Soho Theatre, London – until 29 August 2017
Welcome to ‘Bridget Jones’s Bedsit’. Touch may come from the same stable as the amazing Fleabag but drops the posh and goes Welsh: imagine Stacey left Gavin for a squalid London studio, a diet of Echo Falls, microwave dinners and random sex and you have Amy Morgan’s deliciously messed-up Dee.
The initial impact is great, with a high-raked auditorium and a ‘top view’ rotating set by Ultz which invites you to look down on the character from the get-go.

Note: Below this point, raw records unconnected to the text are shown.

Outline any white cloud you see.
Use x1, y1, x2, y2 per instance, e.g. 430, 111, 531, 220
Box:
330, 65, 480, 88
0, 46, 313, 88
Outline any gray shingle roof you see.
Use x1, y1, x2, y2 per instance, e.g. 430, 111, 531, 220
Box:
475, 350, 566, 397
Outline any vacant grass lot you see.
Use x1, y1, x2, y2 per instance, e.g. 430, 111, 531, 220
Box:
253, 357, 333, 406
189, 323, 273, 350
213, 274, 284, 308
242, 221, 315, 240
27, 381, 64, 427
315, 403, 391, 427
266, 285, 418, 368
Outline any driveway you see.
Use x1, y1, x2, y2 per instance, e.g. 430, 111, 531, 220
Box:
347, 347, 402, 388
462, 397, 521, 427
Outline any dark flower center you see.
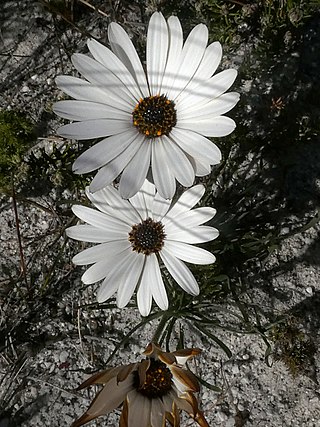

But still you empathise – of course audiences ‘get’ that contemporary 30-something women own their own sex lives, but there are plenty of hilarious moments of domestic as well as actual sluttery. The early scene where she does a lap dance for her date with cleaning rags and sprays to make the place fit for human copulation is a bit sketch-like, but undeniably funny. But Vicky Jones’ sharp script moves forward with steady ambition and shows its real smarts when Edward Bluemel’s horse-hung teenage intern and James Clyde’s hairbrush-wielding spank daddy each deliver some home truths about Dee’s Guardian-derived politics and morality.
At 22, Bluemel is already a craft actor of rare quality – fresh from playing the angry socialist son to Eve Best in Love in Idleness he shows further range and gives tremendous dimension to this seemingly cock-driven but actually philosophically intelligent younger lover.
Where the plausibility staggers a bit is with the same-sex friendship-affair between Dee and Naana Agyei-Ampadu‘s confident Vera. Not because it’s sexually unexpected as experimentation, suck-it-and-see being her watchword, but because the immediacy with which Vera moves to sort out Dee’s life – where longer-term boyfriends have failed – feels incongrous and a tiny bit preachy.
Despite Phoebe Waller-Bridge‘s involvement in script development, this is not Fleabag 2.0, although it may have similar television ambitions. But it is a play to see now, and Jones is definitely a writer to watch.